Deskford carnyx (reconstruction by John Creed). The carnyx was a Celtic war trumpet, known throughout northern Europe and as far east as India. Fragments survive in France and Germany; it is shown in full on the Gunderstrup bowl (c 200 BC) and it appears on many Roman period coins. But the original of this particular instrument dates from about 200 AD and was found in north-east Scotland. It, and John Creed’s brilliant reconstruction, can be seen in the National Museum of Scotland in Edinburgh.
 
 
 
Smoo Cave Carnyx
(John Kenny: Deskford carnyx)
Track 23 from The Kilmartin Sessions: The Sounds of Ancient Scotland (excerpt) 1:40
 
 
The carnyx is one of the most sophisticated musical instrument of all time.
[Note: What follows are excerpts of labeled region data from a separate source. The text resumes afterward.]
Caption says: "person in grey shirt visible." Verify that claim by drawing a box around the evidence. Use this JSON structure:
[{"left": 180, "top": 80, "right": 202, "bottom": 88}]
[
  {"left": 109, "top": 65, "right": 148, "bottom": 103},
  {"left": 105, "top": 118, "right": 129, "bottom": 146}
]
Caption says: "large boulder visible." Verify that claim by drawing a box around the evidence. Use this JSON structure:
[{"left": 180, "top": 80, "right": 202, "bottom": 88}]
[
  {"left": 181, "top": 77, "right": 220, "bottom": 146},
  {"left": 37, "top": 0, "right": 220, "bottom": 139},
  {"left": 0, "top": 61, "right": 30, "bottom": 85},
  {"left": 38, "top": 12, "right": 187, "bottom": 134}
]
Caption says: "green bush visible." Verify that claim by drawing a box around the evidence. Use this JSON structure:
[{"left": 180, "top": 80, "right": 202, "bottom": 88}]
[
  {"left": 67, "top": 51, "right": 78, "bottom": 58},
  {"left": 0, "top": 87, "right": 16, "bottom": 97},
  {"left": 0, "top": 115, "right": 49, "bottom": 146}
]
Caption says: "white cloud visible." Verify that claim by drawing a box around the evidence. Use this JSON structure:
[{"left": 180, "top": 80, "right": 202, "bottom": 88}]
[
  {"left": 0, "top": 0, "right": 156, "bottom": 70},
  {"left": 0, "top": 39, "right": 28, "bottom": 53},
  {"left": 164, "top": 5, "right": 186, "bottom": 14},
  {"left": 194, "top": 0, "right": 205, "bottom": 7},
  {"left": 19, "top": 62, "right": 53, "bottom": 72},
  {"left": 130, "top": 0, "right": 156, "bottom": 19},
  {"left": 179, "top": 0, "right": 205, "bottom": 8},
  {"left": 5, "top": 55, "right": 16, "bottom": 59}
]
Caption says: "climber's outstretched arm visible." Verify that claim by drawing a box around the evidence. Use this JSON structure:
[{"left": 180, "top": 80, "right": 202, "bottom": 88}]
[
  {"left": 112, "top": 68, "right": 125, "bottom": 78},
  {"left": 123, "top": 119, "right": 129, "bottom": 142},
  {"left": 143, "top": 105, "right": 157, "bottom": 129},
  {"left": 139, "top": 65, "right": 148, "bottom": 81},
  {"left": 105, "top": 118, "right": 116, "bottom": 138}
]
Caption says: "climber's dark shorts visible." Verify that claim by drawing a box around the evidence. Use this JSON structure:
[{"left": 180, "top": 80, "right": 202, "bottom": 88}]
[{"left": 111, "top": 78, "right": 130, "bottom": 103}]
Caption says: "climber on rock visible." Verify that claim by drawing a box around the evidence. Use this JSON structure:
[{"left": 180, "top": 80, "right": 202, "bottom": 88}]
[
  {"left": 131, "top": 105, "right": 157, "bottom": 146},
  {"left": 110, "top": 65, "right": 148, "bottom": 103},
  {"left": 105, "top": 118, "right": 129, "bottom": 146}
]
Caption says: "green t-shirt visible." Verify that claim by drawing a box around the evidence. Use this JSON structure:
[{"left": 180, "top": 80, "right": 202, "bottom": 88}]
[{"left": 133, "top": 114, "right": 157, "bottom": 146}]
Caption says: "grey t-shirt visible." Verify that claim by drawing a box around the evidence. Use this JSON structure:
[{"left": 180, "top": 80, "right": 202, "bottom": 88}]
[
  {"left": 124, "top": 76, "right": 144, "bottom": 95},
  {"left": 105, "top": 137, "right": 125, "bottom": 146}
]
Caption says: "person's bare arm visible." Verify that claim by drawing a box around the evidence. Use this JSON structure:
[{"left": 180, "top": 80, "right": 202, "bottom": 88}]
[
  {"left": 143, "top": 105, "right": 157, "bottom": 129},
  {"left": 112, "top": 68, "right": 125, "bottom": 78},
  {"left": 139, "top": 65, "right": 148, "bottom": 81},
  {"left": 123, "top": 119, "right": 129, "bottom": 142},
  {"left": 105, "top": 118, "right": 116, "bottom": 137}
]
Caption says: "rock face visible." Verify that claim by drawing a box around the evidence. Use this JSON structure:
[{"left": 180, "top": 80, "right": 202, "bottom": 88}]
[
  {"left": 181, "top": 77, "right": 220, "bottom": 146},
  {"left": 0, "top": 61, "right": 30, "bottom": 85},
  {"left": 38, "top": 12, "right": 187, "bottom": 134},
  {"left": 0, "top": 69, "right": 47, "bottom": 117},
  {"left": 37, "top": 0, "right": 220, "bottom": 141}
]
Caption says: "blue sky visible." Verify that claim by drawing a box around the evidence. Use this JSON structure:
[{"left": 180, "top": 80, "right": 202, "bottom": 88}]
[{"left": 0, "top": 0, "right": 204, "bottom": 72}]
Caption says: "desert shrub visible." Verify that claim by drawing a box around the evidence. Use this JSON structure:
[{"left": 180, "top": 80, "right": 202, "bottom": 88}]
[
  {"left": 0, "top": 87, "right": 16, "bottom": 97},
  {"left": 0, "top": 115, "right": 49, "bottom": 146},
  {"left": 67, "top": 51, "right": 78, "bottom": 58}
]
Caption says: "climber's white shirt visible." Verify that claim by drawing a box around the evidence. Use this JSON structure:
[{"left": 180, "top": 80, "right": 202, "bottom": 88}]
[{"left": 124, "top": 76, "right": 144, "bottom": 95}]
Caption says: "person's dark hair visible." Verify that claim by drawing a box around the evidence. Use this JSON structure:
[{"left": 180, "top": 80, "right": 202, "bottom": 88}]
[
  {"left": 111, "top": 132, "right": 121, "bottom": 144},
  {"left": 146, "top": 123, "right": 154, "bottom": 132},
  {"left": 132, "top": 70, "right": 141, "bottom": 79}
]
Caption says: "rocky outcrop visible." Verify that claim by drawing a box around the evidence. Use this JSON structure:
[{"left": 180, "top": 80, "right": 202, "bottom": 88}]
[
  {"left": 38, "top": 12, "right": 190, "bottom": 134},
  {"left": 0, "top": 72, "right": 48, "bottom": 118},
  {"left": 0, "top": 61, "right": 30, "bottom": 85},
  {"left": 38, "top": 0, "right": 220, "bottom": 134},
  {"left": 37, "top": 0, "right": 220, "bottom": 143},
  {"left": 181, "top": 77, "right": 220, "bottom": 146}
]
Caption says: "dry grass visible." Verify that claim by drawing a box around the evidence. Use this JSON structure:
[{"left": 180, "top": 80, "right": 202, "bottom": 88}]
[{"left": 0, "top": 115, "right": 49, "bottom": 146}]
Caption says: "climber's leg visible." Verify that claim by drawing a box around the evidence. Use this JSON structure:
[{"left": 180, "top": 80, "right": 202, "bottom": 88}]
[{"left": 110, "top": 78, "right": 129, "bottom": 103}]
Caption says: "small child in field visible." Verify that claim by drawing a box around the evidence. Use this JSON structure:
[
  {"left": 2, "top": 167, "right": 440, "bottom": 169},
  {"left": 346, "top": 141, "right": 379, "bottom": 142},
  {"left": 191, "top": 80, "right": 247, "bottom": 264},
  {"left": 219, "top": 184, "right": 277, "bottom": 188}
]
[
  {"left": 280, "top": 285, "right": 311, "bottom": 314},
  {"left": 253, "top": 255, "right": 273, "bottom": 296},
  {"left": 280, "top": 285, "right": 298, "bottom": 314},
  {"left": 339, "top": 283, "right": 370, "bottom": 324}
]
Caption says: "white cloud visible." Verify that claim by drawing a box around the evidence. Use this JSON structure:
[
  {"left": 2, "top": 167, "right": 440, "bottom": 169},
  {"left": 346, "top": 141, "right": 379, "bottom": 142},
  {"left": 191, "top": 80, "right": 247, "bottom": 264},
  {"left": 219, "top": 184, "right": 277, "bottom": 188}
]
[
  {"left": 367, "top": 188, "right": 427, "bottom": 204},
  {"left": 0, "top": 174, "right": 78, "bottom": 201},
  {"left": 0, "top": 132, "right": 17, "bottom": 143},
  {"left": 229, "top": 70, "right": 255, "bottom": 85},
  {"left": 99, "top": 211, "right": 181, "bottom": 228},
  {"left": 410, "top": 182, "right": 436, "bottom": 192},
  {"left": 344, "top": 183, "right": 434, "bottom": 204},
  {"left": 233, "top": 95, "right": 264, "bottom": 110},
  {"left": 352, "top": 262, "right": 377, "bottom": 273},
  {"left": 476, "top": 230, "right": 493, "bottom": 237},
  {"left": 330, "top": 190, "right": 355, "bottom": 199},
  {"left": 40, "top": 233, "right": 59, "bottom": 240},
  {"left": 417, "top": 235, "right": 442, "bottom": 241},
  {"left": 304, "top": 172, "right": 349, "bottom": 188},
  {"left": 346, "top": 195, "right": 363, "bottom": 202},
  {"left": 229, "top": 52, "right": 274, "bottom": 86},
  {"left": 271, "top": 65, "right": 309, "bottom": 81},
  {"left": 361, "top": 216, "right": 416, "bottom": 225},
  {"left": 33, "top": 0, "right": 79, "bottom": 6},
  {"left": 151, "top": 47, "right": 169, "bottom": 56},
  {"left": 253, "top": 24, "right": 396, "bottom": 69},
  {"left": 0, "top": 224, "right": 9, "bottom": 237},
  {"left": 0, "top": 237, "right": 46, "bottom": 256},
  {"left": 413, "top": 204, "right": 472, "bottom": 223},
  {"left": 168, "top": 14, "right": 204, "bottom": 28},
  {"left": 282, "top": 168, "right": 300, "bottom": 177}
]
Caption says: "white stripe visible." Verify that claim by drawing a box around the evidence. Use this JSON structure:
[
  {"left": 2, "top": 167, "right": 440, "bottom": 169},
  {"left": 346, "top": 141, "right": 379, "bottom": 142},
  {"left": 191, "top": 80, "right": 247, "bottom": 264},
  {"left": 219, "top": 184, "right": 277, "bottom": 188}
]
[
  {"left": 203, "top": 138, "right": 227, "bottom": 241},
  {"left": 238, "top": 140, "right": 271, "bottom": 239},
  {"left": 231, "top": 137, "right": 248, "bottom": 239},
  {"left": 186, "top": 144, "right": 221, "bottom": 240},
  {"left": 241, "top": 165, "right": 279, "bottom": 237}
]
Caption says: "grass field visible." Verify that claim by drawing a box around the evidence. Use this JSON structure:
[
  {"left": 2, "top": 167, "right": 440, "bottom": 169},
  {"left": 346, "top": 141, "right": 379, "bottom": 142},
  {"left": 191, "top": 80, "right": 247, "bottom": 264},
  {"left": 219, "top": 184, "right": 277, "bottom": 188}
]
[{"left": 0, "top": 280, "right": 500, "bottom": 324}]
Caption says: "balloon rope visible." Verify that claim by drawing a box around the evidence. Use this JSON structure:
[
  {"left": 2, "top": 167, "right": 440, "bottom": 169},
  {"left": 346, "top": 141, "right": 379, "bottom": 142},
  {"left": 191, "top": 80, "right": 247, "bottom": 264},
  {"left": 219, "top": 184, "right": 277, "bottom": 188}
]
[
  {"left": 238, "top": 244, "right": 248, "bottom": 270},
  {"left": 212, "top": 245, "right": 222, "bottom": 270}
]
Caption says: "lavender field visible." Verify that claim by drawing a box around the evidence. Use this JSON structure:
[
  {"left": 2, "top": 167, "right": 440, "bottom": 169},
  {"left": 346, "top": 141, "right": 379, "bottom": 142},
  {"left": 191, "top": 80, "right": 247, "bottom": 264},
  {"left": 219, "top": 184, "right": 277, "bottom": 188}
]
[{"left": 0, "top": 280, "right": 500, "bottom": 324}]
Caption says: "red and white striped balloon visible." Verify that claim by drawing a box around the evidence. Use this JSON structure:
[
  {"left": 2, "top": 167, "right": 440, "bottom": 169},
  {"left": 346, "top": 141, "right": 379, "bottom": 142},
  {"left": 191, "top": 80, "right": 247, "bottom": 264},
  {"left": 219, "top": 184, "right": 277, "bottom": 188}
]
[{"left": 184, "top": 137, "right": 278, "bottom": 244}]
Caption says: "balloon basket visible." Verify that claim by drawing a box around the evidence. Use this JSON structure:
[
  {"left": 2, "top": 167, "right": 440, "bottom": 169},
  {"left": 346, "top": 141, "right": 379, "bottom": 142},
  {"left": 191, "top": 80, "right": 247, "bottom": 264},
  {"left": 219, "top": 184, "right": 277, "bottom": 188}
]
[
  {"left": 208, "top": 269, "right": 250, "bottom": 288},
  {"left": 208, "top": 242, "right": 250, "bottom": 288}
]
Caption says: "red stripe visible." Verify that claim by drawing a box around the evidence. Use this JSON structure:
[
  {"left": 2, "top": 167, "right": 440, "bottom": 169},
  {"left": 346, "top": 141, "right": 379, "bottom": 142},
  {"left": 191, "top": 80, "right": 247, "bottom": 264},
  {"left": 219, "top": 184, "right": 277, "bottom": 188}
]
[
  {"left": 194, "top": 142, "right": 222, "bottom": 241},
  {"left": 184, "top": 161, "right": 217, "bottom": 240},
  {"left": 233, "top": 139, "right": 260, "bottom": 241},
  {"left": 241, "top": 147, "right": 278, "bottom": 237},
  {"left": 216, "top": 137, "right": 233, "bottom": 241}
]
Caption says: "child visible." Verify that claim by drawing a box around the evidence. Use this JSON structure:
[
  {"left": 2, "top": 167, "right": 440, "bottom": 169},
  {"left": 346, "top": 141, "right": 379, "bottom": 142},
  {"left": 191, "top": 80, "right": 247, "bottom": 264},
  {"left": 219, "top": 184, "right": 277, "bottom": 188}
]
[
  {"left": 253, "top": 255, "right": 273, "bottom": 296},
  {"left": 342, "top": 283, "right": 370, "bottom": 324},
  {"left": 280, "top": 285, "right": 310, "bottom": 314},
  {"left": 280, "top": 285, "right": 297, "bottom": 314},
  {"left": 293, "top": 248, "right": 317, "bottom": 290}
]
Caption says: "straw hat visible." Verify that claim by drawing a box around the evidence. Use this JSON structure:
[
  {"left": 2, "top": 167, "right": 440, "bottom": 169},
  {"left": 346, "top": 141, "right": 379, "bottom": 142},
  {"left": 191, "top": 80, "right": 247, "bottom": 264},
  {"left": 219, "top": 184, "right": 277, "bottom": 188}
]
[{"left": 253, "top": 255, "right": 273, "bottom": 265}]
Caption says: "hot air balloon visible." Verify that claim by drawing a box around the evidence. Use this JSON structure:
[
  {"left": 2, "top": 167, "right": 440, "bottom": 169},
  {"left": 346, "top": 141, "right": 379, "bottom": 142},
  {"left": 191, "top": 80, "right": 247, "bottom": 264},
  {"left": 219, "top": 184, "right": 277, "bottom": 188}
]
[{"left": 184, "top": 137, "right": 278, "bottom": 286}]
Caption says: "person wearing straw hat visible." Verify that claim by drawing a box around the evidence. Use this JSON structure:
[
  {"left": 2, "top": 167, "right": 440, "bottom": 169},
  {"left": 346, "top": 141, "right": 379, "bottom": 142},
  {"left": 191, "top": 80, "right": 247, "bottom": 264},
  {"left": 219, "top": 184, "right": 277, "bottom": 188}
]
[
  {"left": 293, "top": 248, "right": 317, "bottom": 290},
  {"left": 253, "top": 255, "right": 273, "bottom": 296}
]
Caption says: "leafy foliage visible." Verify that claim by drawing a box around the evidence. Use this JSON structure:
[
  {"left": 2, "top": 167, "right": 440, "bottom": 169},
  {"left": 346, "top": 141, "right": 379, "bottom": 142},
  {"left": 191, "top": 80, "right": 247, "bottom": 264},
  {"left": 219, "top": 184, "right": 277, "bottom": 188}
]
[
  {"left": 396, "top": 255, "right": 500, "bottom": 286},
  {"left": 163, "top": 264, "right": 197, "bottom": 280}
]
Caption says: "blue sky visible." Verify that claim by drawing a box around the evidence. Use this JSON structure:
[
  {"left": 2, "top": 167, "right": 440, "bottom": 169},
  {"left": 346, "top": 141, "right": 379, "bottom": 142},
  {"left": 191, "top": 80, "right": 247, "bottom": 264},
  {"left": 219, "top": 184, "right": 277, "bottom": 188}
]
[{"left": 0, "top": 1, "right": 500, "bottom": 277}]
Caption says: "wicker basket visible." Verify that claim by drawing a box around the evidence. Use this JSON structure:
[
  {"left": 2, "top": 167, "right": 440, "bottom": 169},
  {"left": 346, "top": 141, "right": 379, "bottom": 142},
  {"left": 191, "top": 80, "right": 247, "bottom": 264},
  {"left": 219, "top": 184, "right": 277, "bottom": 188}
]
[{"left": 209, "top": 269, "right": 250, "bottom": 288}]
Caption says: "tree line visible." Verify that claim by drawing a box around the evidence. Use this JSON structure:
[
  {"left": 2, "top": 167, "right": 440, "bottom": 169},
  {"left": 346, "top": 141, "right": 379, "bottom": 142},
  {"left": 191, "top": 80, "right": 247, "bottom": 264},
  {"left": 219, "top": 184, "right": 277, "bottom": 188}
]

The incredible workmanship in the hand-beaten bronze tube leads up to the superbly stylized image of a wild boar’s head with raised crest, gaping moveable jaw, lolling tongue, alert ears and red enamel eyes. Head vertically, the sound issues from about four meters above the ground, over the noise of battle. The power of the tone makes this one of the loudest instruments ever made, eminently suited warfare. But it has an attendant majesty, as well as many more unearthly qualities, fully exploited here by John Kenny in the eerie acoustics of Smoo cave, complete with running water and startled birds (from the liner notes of the original booklet).